Forum Discussion

Altera_Forum's avatar
Altera_Forum
Icon for Honored Contributor rankHonored Contributor
10 years ago

Erroneous OpenCl execution on DE1-SOC Kit, hangs on memory transfers

I am trying to use Altera OpenCL compilation on Terasic DE1-SOC board (RevC).

However problems occur when a memory transaction is required.

I couldn't correctly run even the pre-compiled example projects.

Is there anyone manage to successfully run the system?

Thanks in Advance!

----------

Both the versions of Terasic BSP and OPENCL are 14.0 .

I burned the SD-CARD and started FPGA with the right MSELECT configuration.

Changed top.rbf with opencl.rbf for the FAT part of SD card. (I also tried the original version).

HelloWorld => Output is printed from thread 0.

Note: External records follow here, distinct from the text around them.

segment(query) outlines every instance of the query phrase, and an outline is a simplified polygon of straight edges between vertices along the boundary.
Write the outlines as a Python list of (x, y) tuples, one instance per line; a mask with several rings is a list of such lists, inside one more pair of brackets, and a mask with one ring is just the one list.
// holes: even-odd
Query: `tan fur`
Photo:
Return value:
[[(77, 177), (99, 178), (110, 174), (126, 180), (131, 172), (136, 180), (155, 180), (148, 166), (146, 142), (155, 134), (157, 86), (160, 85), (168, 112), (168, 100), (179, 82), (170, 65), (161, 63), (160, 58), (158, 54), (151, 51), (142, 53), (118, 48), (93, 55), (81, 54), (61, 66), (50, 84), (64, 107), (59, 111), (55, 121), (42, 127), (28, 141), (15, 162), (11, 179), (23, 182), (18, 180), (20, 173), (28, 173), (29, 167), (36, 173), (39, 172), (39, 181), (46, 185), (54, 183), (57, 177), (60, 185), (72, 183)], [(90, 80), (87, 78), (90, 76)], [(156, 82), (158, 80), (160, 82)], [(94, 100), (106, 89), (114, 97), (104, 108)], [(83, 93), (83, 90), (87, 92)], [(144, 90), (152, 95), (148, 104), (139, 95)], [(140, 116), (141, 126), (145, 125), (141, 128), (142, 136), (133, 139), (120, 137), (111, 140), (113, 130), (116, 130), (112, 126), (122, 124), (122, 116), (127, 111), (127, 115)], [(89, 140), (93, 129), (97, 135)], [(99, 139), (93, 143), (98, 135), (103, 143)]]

Vector Add => It never reaches to cl_finish. Program hangs at the part that memory buffer is involved.

----------

Outputs:

root@socfpga:~# aocl diagnose

aocl diagnose: Running diagnostic from /home/root/opencl_arm32_rte/board/c5soc/arm32/bin

Verified that the kernel mode driver is installed on the host machine.

Using platform: Altera SDK for OpenCL

Board vendor name: Altera Corporation

Board name: de1soc_sharedonly : Cyclone V SoC Development Kit

Buffer read/write test passed.

DIAGNOSTIC_PASSED

***

root@socfpga:~/vector_Add# ./vectorAdd

Initializing OpenCL

Platform: Altera SDK for OpenCL

Using 1 device(s)

de1soc_sharedonly : Cyclone V SoC Development Kit

Using AOCX: vectorAdd.aocx

Launching for device 0 (1000000 elements)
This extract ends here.